My main issue with it was that it places key elements such as the weblink you’re responding to outside the posting itself. It gets stored in the database as belonging to the PostKinds plugin. Meaning if you ever switch it off, that gets wiped from your posting (although it’s still in the database then). This was a dependency I needed to get rid of.
For new postings from summer 2021 I did that by deploying small templates that allow me to mark a posting as reply, rsvp, favourite, bookmark, or check-in, within the postings I’m writing.

I used the PostKinds plugin heavily for 3 years, and most heavily in 2019. That legacy from 2018-2021 was still there, requiring the PostKinds plugin to remain enabled. Until today. Over time I had slowly changed posts when I encountered them, and in the past week I did the remainder.

Another issue is that PostKinds only works in the classic WordPress editor, and not in the now default Gutenberg editor. At some point that would hinder the ability to upgrade WordPress.

Solong PostKinds, thanks for all the fish!

I topped 1000 annotations in Hypothesis today. That is a year and 9 months after reaching 100 after the first month, or about 45 per month in total. Almost all of them are public annotations (97%).

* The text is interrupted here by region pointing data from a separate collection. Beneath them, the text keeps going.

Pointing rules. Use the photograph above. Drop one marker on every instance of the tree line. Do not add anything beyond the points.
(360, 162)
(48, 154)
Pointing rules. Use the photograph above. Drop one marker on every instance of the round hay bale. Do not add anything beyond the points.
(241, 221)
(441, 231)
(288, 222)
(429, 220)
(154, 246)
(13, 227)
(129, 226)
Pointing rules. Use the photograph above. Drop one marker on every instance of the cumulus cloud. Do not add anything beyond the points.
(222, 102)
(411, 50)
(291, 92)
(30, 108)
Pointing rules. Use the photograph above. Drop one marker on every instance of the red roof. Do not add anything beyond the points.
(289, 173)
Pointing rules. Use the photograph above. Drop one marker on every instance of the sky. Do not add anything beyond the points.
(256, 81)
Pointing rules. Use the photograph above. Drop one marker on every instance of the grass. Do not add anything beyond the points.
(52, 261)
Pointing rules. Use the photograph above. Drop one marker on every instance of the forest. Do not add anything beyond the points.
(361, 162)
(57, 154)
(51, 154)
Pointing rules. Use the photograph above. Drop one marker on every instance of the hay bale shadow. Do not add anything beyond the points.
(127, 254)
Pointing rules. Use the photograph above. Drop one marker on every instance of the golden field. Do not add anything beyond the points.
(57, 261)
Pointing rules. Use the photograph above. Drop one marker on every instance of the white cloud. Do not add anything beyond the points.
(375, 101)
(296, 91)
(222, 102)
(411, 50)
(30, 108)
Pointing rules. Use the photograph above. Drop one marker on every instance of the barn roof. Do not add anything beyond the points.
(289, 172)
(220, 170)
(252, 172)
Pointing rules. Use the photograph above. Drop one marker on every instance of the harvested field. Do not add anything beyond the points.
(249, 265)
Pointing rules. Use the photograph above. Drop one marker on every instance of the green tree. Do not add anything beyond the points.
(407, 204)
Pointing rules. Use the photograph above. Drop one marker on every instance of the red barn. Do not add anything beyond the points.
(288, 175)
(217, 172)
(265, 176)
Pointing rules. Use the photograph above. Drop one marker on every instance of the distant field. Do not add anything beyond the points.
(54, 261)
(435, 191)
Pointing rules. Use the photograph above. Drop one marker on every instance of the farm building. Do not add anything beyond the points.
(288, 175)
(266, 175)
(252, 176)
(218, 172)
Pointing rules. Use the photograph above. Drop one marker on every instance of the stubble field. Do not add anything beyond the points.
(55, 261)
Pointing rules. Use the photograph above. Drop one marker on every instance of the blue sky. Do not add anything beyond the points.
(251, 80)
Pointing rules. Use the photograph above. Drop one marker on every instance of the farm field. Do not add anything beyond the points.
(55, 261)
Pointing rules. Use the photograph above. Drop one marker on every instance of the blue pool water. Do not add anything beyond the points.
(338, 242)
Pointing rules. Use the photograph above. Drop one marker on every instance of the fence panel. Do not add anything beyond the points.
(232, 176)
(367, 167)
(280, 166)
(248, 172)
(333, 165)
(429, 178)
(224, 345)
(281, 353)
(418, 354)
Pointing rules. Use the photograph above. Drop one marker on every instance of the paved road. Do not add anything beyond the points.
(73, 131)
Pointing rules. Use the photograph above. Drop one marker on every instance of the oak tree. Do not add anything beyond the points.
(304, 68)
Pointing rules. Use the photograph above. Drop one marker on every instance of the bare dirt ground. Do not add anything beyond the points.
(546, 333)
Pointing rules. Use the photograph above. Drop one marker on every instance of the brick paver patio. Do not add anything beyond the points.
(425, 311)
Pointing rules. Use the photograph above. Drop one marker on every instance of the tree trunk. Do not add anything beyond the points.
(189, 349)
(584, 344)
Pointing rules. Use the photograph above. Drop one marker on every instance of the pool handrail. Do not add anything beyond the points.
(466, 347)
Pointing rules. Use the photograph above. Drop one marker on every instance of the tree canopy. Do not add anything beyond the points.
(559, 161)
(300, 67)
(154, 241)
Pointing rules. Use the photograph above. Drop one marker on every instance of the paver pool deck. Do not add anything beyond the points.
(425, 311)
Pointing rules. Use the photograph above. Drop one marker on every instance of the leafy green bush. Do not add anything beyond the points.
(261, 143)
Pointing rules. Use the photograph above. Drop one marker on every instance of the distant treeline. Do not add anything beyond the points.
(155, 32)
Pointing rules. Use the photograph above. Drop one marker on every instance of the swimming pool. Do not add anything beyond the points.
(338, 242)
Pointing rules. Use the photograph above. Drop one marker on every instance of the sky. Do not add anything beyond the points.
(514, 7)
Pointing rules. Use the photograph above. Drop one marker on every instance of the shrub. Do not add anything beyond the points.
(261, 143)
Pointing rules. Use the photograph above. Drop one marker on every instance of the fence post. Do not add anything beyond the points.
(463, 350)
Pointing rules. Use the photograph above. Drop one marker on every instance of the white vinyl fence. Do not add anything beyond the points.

While I do use it regularly, I don’t use it daily or at high volume. Annotations are automatically added to my local notes through the Hypothesis API, which is where I continue working on them. About the same number of annotations I make directly from my browser to my notes using a markdown webclipper, mostly when I save an entire article. Any annotations of PDFs I do in Zotero, and then there’s the e-book and paper book annotations. So at most a quarter of my annotations is in Hypothes.is.

In my annotations I have become accustomed to referencing existing notes (I have a little hotkey that lets me search and then paste a note title as markdown link in the annotation), using tags, and adding to-do’s that are picked up by my to-do lists. Things I started doing in the first month, like adding webarchive urls as page note, I still routinely do. All good reduction of friction I find.

I made it possible to post a first page annotation to Hypothes.is directly from my feed reader a year ago. While in theory that is very useful, in practice I’ve used it sparingly. Mostly because I have been spending less time inside my feed reader I think.

Many annotations are just basically bookmarking an article with a first remark for curation and being able to find it back in my own terms. While I do return to some of those for more extensive annotation, that is not often. Partly because I may do that in my local notes, partly because as always you encounter more than you can process. I do regularly re-find my annotations in my notes when searching, which is useful, and that sometimes results in revisiting an article for further annotation.

There is some performance effect involved in public annotation I suspect. I annotate mostly in English and am always aware others may read that. Especially criticism brings that awareness. It makes it feel like a form of blogging, but with an even smaller audience than my blog’s.

The social effect I experience of using Hypothes.is is very small. I’m not involved in annotating groups, which undoubtedly would feel different. I have had some conversation resulting from annotation however, which is always fun.

While I am enthusiastic about Hypothes.is as a tool, it hasn’t become a central tool, nor the primary ‘place’ for annotating things. I wonder if that would be different if I was more capable in interacting more with the API (e.g. to send changes or other annotations sources to H.), or if I could run a personal instance of it and federate that.

I started using Hypothes.is after the summer of 2022 because of reading the book Annotation by Kalir and Garcia in the spring of 2022 (although my Hypothesis account already existed).
My perception of annotations has permanently changed because of reading that book. It is now a much more everyday occurrence and practice within my sense making, not just for academic articles or books, and can take different shapes and forms. Just that most of that takes place outside of Hypothes.is.